Just when it felt like the room couldn't hold another person, Randazzo announced, "Okay, we're going to take a ten minute break. Just ten minutes! Then we'll come back and play Beyonce." From behind me at the bar, I overheard a guy knowingly say, "It'll be a soft ten minutes," and I knew he was right.

I think I'm safe in saying that no band in Richmond has ever stuck to a ten-minute break, least of all jazz cats.

The break gave me an opportunity to wiggle in for a better vantage point, which I found on the back corner of a couch where a couple occupying it told me to help myself to the edge of their space. The room was full of hair and lots of it, and looked to be crowded with long-time musicians and jazz students eager to hear their (slightly) elders.

A busy, young server came by, trying to clean up a bit during the break. When she picked up an almost full plate of fries from the couple's table, I joked that it was a waste of perfectly good fries. Her take was purely economical, though. "It's a waste of perfectly good money! Those fries cost $5!"

Clearly a woman who works hard for the money.

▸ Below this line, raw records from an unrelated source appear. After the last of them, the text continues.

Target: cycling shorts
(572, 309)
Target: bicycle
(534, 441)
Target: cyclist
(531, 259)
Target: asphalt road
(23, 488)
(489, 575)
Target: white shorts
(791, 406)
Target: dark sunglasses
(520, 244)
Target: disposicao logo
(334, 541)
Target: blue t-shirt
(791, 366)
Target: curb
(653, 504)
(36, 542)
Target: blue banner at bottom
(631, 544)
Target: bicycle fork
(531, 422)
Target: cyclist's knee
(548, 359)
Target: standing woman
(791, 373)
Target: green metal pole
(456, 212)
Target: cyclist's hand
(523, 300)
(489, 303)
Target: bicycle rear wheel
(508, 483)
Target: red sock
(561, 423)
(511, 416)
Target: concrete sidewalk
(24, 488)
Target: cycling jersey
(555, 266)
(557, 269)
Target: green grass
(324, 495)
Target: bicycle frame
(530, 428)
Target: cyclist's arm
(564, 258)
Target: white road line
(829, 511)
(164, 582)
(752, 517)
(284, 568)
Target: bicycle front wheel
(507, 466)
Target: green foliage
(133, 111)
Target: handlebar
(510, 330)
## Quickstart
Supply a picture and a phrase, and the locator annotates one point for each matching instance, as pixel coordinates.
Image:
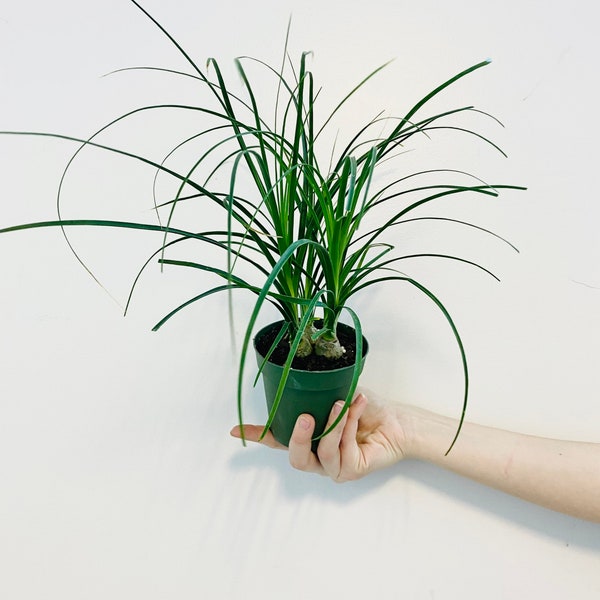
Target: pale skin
(561, 475)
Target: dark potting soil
(312, 362)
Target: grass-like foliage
(295, 219)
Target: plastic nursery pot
(312, 392)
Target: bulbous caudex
(327, 344)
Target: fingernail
(303, 422)
(337, 407)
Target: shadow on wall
(566, 530)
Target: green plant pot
(312, 392)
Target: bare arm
(560, 475)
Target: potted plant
(304, 231)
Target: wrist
(427, 435)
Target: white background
(118, 477)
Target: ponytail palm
(300, 231)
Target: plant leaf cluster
(301, 225)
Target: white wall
(119, 479)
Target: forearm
(560, 475)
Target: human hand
(370, 436)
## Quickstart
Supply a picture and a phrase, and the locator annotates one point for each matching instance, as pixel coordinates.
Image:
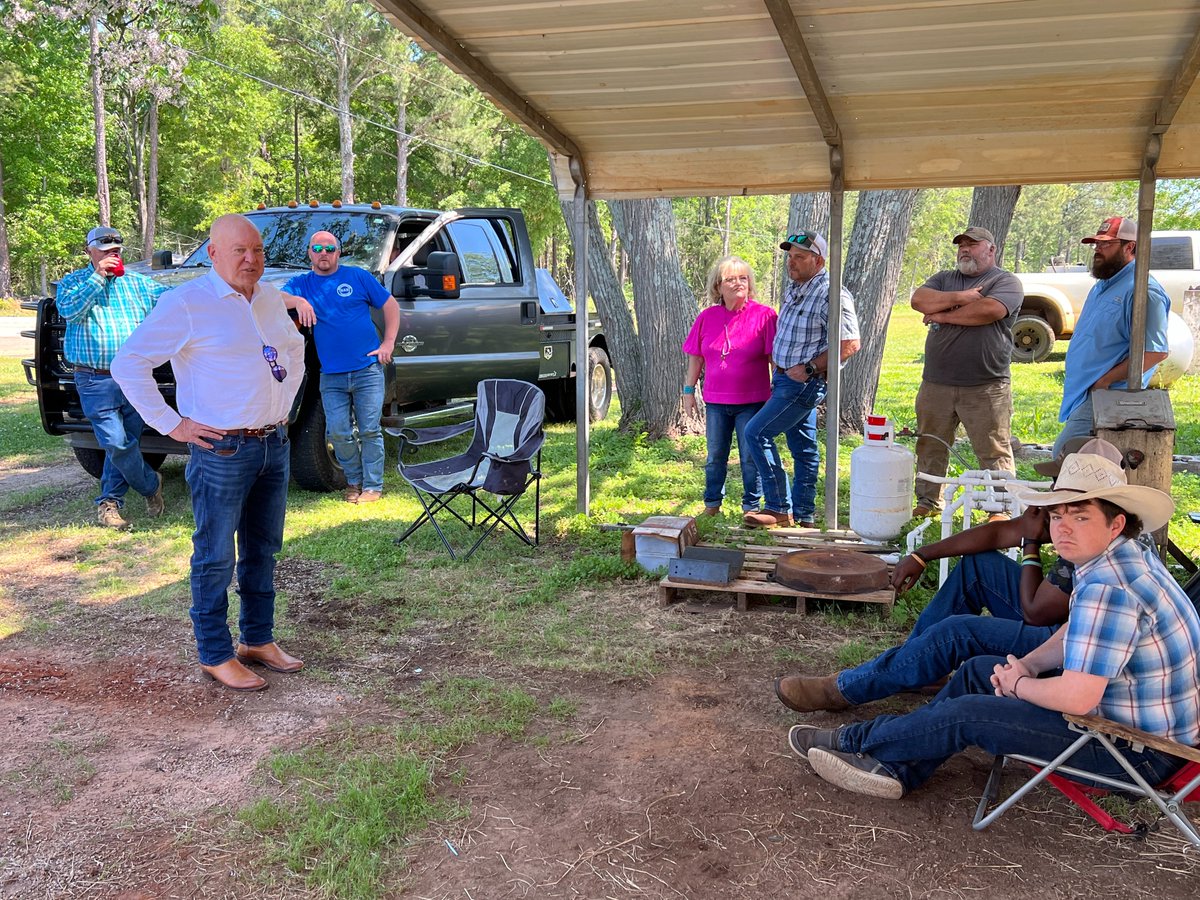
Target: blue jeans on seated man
(721, 420)
(951, 630)
(118, 429)
(791, 412)
(358, 394)
(967, 713)
(239, 489)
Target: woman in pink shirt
(730, 343)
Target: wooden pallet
(753, 588)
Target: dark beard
(1104, 269)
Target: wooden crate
(753, 586)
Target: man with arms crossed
(970, 311)
(352, 359)
(239, 363)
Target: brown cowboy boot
(805, 694)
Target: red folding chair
(1169, 797)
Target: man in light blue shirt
(1098, 353)
(102, 305)
(352, 360)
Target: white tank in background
(881, 479)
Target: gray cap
(105, 238)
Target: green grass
(345, 808)
(339, 814)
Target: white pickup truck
(1054, 300)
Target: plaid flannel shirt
(101, 312)
(802, 331)
(1132, 623)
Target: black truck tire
(1032, 340)
(561, 402)
(93, 461)
(313, 466)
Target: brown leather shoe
(805, 695)
(108, 514)
(270, 655)
(767, 519)
(235, 676)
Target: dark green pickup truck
(507, 319)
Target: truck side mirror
(439, 279)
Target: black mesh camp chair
(504, 459)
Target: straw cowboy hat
(1095, 473)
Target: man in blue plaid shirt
(1128, 652)
(801, 357)
(102, 304)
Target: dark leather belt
(265, 431)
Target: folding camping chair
(504, 459)
(1168, 797)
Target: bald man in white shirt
(239, 363)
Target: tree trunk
(402, 139)
(97, 108)
(664, 305)
(871, 274)
(618, 321)
(993, 208)
(345, 123)
(150, 220)
(5, 259)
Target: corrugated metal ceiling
(684, 97)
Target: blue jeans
(967, 713)
(361, 394)
(791, 412)
(239, 489)
(721, 420)
(118, 430)
(1078, 425)
(951, 630)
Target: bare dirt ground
(120, 772)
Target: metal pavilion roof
(683, 97)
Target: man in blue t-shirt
(1098, 353)
(352, 359)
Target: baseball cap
(1114, 229)
(977, 234)
(810, 241)
(103, 238)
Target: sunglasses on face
(271, 355)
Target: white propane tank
(881, 479)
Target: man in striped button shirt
(102, 304)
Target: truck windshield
(286, 237)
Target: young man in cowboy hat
(1129, 651)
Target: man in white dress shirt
(239, 363)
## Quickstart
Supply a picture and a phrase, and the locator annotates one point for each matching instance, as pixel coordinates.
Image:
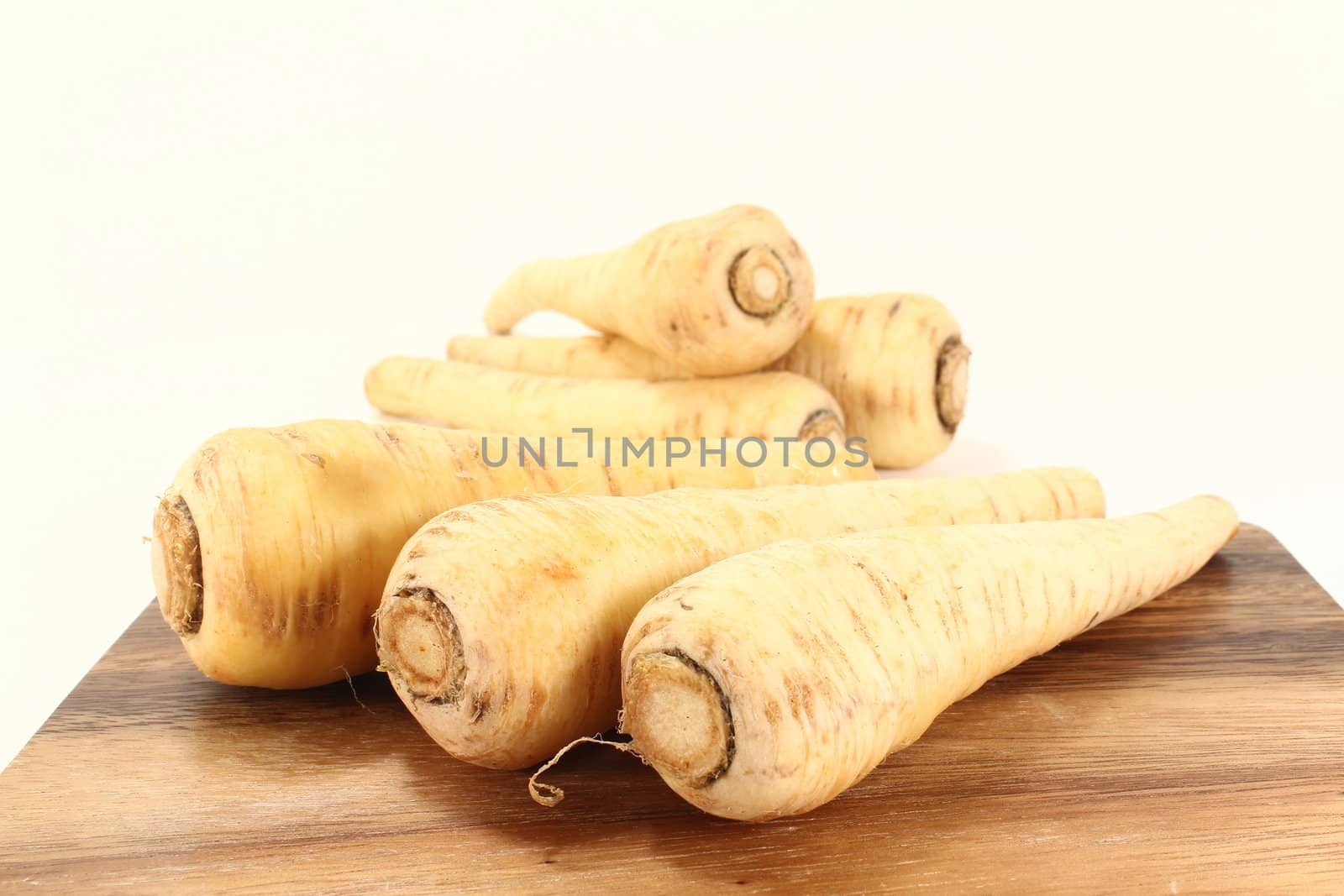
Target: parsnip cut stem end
(420, 645)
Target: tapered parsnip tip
(418, 644)
(951, 382)
(679, 718)
(176, 566)
(759, 281)
(823, 425)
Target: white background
(221, 214)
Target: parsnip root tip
(951, 382)
(550, 795)
(759, 281)
(679, 718)
(822, 425)
(420, 645)
(176, 566)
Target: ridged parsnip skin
(272, 546)
(898, 369)
(721, 295)
(477, 589)
(601, 356)
(894, 362)
(772, 681)
(484, 398)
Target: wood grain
(1195, 745)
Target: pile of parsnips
(765, 627)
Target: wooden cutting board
(1194, 745)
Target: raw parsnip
(484, 398)
(479, 589)
(721, 295)
(898, 369)
(895, 363)
(272, 546)
(772, 681)
(597, 356)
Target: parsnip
(479, 590)
(757, 405)
(772, 681)
(895, 363)
(597, 356)
(272, 547)
(721, 295)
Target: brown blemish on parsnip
(179, 578)
(420, 645)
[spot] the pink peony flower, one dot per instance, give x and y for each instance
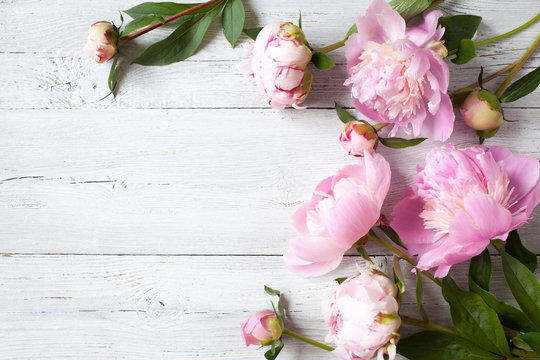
(278, 63)
(463, 198)
(362, 314)
(261, 328)
(358, 137)
(396, 73)
(342, 210)
(102, 41)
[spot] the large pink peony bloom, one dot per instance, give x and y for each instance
(396, 72)
(463, 198)
(362, 315)
(278, 63)
(342, 210)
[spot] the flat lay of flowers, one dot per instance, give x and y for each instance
(465, 204)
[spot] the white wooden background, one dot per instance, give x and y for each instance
(144, 227)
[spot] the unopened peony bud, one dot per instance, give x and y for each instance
(482, 111)
(102, 41)
(278, 63)
(262, 328)
(357, 137)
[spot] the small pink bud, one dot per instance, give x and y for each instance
(357, 137)
(102, 41)
(482, 111)
(262, 328)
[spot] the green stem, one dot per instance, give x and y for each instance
(518, 67)
(307, 340)
(502, 36)
(428, 325)
(402, 255)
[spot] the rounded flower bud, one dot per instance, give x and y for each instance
(362, 314)
(278, 63)
(102, 41)
(357, 137)
(262, 328)
(482, 111)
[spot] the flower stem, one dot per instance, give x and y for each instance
(167, 20)
(402, 255)
(518, 67)
(307, 340)
(502, 36)
(428, 325)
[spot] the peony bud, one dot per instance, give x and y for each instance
(102, 41)
(278, 63)
(362, 315)
(357, 137)
(482, 111)
(262, 328)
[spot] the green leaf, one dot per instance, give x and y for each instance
(253, 32)
(515, 248)
(419, 292)
(183, 42)
(524, 86)
(322, 61)
(480, 269)
(524, 286)
(113, 75)
(433, 345)
(141, 22)
(474, 319)
(457, 28)
(352, 30)
(164, 9)
(232, 20)
(410, 8)
(400, 143)
(343, 115)
(532, 339)
(392, 235)
(508, 315)
(466, 52)
(274, 351)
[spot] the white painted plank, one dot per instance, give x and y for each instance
(184, 181)
(166, 307)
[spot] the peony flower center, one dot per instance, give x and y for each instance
(383, 82)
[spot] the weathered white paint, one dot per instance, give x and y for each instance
(143, 227)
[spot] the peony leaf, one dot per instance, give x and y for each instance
(253, 32)
(457, 28)
(183, 42)
(164, 9)
(322, 61)
(515, 248)
(344, 115)
(480, 269)
(433, 345)
(524, 286)
(400, 143)
(524, 86)
(410, 8)
(232, 20)
(508, 315)
(474, 319)
(466, 52)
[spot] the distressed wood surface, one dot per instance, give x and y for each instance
(143, 227)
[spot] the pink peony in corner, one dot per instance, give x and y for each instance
(278, 63)
(397, 74)
(461, 200)
(261, 328)
(362, 315)
(342, 210)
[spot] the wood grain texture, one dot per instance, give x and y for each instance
(143, 227)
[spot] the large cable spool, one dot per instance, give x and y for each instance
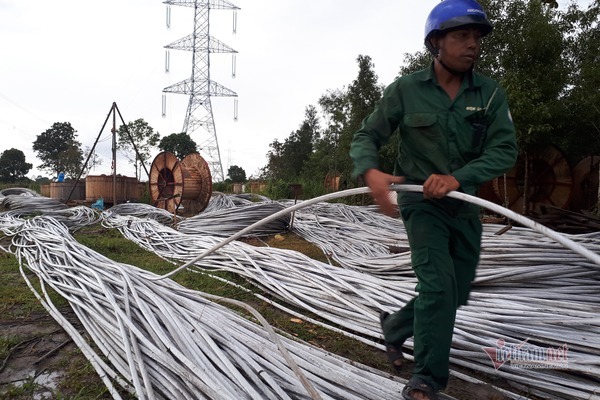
(585, 184)
(175, 183)
(549, 181)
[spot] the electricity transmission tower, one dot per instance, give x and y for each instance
(199, 86)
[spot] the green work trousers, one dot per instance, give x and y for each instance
(444, 253)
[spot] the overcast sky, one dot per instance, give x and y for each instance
(69, 60)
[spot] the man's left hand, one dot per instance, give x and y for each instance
(437, 186)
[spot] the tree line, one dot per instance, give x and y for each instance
(546, 58)
(60, 151)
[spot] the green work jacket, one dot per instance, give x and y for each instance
(471, 137)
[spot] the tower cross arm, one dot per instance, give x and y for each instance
(214, 4)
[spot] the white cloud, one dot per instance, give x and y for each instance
(69, 60)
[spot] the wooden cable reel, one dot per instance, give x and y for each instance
(549, 181)
(585, 184)
(174, 184)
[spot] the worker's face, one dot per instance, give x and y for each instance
(459, 48)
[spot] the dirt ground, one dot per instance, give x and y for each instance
(39, 363)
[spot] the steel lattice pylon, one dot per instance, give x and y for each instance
(199, 86)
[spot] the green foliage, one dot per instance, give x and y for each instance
(180, 144)
(286, 160)
(236, 174)
(136, 140)
(546, 59)
(13, 167)
(59, 150)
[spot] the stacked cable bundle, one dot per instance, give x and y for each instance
(157, 339)
(528, 290)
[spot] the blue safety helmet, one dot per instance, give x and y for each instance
(451, 14)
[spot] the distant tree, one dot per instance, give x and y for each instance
(13, 167)
(236, 174)
(180, 144)
(344, 111)
(136, 141)
(287, 160)
(59, 149)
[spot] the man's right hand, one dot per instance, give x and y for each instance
(379, 183)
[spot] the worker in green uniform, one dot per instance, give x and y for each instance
(455, 133)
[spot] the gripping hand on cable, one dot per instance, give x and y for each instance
(379, 183)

Behind me, I heard several musicians lamenting the difficulty of transitioning from touring to being back at home and more than one admitted that when on the road, they don't worry about the regular business of life at all.

I may not have a musical bone in my body, but I can sure relate to trying to balance the reality of daily life with time spent away, constantly trying to play catch-up.

Running into a favorite saxophone player provided the opportunity to learn that he's now teaching music in the Henrico County jail, a job with enormous challenges, I gathered. When I asked how many inmates were interested in music, he laughed, saying maybe one in each class. That's got to be tough.

The second set may or may not have included Beyonce (it's not like I'd recognize anything beyond "Single Ladies"), but it definitely featured several Butcher Brown tunes as well as one by Philly soul songwriter Thom Bell. Still, I think I was the only one who raised my hand when Randazzo asked if there were any Thom Bell fans in the room, although why he'd ask that of a room made up 90% with people born after grunge is beyond me. Optimism, I guess.

Around 10:30, a guy came in, assessed the crowded room and began moving through the tables and chairs, eventually settling himself on the floor beside a front booth, mere feet from the the saxophones. Prime real estate if you're willing to floor sit.

The evening closed with a Vince Guaraldi song the bandleader said was originally called "Minus Lucy" but became "Linus, Single Again," but all I know for sure is that the distinctive sound of brushes on drums and that kind of piano playing could only be Guaraldi.

Sort of like an Antonioni screening followed by a big band on a Tuesday night. Once you know what it's about, it could only be Richmond.